As was my nature, my daily swimmings were acts of constant vigilance and improvement - each stroke should be better, each lap faster, each turn at the wall - smoother. I was constantly trying to better myself and it worked. While most swimmers were older, heavier, disgruntled and carried out their time in the pool with dogged determination to survive, live, be healthier, my time in the pool was an act of love and pure enjoyment. I have loved water since I was a child. It took my 27 minutes to swim the distance, give or take about 30 seconds.
Yet, at the back of my mind was always this irksome thought - what about play? I was never bored, but was that because of all this focused trying? What would happen if I remained merely present and swam - because I liked to. So that one day I decided to try just that.

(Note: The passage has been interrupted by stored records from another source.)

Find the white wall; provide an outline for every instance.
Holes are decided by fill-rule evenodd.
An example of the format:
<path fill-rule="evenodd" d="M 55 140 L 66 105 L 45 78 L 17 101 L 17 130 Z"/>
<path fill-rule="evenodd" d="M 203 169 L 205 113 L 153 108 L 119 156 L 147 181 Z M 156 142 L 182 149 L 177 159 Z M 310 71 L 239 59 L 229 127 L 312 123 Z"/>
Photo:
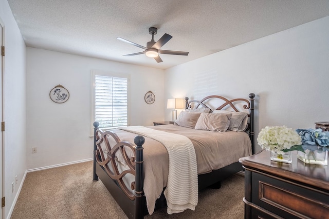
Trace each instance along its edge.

I swam that day without effort, without checking the large wall clock at each lap, with out trying for a better speed, or a sleeker stroke. I swam in effortless awareness of water, myself and my breath - silence and - bubbling out, up and down, up and down. Just that much.. nothing more to do - glide up and down like a Koi Carp.

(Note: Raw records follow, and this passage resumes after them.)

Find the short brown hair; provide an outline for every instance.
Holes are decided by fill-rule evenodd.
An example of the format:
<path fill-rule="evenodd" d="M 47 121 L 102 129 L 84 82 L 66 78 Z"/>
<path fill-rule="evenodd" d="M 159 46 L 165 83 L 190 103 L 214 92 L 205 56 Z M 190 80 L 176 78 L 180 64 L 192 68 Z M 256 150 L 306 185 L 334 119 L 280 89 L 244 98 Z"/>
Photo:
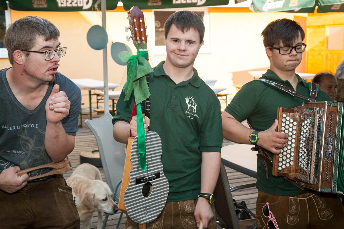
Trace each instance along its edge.
<path fill-rule="evenodd" d="M 204 24 L 202 19 L 193 12 L 187 10 L 178 11 L 171 14 L 165 22 L 165 38 L 170 32 L 172 25 L 174 25 L 178 30 L 183 33 L 192 28 L 200 34 L 200 41 L 202 42 L 204 37 Z"/>
<path fill-rule="evenodd" d="M 46 41 L 57 39 L 60 36 L 60 31 L 50 22 L 39 17 L 28 16 L 17 20 L 9 26 L 3 44 L 8 52 L 10 62 L 13 65 L 12 55 L 15 50 L 30 50 L 39 37 Z M 25 54 L 28 56 L 30 53 Z"/>
<path fill-rule="evenodd" d="M 297 22 L 283 18 L 275 20 L 268 25 L 261 32 L 263 43 L 266 47 L 279 45 L 282 42 L 283 45 L 292 46 L 299 37 L 304 39 L 304 31 Z"/>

When I was done - I glanced up and found that I had swum the fastest ever - for me. By 4 minutes!! I couldn't believe that this had really happened.
I've carried a memory of this at the back of my mind - as I swam, did my evening walks, and even here in Kyoto, where I use Google app to walk the most I can and also the fastest. I wonder why I have never repeated that experiment or been guided by it, in my future activities. Maybe I like competing against myself, maybe it's easier to cave in to habits? Actually, I think it's because it's far easier To Do the Most we can - than To Do Nothing - just Be Water and Flow, with ease, and with the tide.